Think you are okay because you live in a city apartment and don’t need to use it? Think again. Remember that previous research has detected RoundUp/Glyphosate in a wide variety of processed foods sold at the grocery store (1, 2). Given this, a sizeable swath of the U.S. population is regularly putting glyphosate into their bodies. The U.S., as the data demonstrate, is a nation of people with serious chronic conditions–conditions that have been linked in numerous other studies to synthetic and industrialized chemicals of concern in our food, products and environment. Clearly we need more studies on glyphosate’s effects on the body–and the bodies of the grandchildren and great grandchildren of people who regularly used the weedkiller.
Researchers see health effects across generations from popular weed killer
and ‘Dramatic increases’ in several diseases
Researchers have found a variety of diseases and other health problems in the second- and third-generation offspring of rats exposed to glyphosate, the world’s most popular weed killer. In the first study of its kind, the researchers saw descendants of exposed rats developing prostate, kidney and ovarian diseases, obesity and birth abnormalities.
Scientists exposed pregnant rats to the herbicide between their eighth and 14th days of gestation. The dose — half the amount expected to show no adverse effect — produced no apparent ill effects on either the parents or the first generation of offspring. However, the researchers saw “dramatic increases” in several pathologies affecting the second and third generations…
The second generation had “significant increases” in testis, ovary and mammary gland diseases, as well as obesity. In third-generation males, the researchers saw a 30 percent incidence of prostate disease — three times the rate of a control population. The third generation of females had a 40 percent incidence of kidney disease, or four times the rate of the controls.
More than one-third of the second-generation mothers had unsuccessful pregnancies, with most of those affected dying. Two out of five males and females in the third generation were obese.
The adverse effects of RoundUp (glyphosate) where it skips generations and then reappears at dramatic levels is familiar to scientists. The same thing has been discovered in studies on the effects of fungicides, pesticides, jet fuel, the plastics compound bisphenol A, the insect repellant DEET and the herbicide atrazine. What occurs is epigenetic changes that turn genes on and off, often because of environmental influences.

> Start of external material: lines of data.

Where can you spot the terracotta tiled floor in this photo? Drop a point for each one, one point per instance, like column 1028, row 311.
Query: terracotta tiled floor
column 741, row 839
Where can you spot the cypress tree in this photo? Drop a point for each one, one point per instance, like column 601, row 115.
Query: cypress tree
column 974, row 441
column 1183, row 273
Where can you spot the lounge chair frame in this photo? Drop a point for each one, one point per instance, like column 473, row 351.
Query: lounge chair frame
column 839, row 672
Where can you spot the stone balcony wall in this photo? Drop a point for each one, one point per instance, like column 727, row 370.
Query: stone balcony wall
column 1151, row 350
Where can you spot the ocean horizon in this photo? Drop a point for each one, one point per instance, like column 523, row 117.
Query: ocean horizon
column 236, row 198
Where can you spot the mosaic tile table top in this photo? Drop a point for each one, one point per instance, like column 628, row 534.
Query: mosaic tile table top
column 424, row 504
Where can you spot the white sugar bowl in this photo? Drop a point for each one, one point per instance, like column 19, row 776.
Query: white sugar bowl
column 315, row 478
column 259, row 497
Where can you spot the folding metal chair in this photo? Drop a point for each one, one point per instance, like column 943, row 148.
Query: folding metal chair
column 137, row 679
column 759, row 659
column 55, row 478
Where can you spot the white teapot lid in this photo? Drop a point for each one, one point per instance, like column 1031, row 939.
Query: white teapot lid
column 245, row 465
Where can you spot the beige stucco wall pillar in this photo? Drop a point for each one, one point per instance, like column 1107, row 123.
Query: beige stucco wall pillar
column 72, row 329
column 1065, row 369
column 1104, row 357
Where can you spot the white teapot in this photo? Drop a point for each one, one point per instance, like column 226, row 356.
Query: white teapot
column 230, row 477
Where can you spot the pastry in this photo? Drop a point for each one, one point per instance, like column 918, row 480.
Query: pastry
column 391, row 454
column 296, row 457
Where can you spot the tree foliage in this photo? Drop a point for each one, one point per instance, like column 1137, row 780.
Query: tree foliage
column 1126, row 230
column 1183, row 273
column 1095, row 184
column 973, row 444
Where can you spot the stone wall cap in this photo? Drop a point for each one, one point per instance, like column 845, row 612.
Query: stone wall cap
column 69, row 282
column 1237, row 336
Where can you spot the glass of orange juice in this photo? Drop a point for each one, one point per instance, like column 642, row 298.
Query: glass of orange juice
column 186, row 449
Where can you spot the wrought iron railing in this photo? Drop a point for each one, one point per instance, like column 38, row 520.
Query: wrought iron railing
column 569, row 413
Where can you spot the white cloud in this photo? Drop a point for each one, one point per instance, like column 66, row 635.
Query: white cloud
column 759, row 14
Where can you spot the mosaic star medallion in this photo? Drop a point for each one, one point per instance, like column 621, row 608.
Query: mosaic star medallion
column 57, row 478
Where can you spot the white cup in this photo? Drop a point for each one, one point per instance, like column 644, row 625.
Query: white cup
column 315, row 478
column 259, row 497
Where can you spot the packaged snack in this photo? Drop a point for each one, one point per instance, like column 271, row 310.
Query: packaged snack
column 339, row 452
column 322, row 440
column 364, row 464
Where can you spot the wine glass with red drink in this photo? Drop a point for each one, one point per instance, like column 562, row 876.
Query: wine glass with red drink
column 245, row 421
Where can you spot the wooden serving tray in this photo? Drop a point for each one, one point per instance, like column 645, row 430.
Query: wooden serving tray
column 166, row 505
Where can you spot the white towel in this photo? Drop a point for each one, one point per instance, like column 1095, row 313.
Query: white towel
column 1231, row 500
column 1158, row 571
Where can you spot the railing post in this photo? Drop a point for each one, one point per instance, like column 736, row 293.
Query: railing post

Other recent scientific findings on RoundUp (Glyphosate)
A University of Washington study published in 2019 found the chemical increased the risk of non-Hodgkin lymphoma by as much as 41 percent. A Washington State University study published in December 2018 found state residents living close to areas subject to treatments with the herbicide are one-third more likely to die an early death from Parkinson’s disease.
Journal Reference: Deepika Kubsad, Eric E. Nilsson, Stephanie E. King, Ingrid Sadler-Riggleman, Daniel Beck, Michael K. Skinner. Assessment of Glyphosate Induced Epigenetic Transgenerational Inheritance of Pathologies and Sperm Epimutations: Generational Toxicology. Scientific Reports, 2019; 9 (1).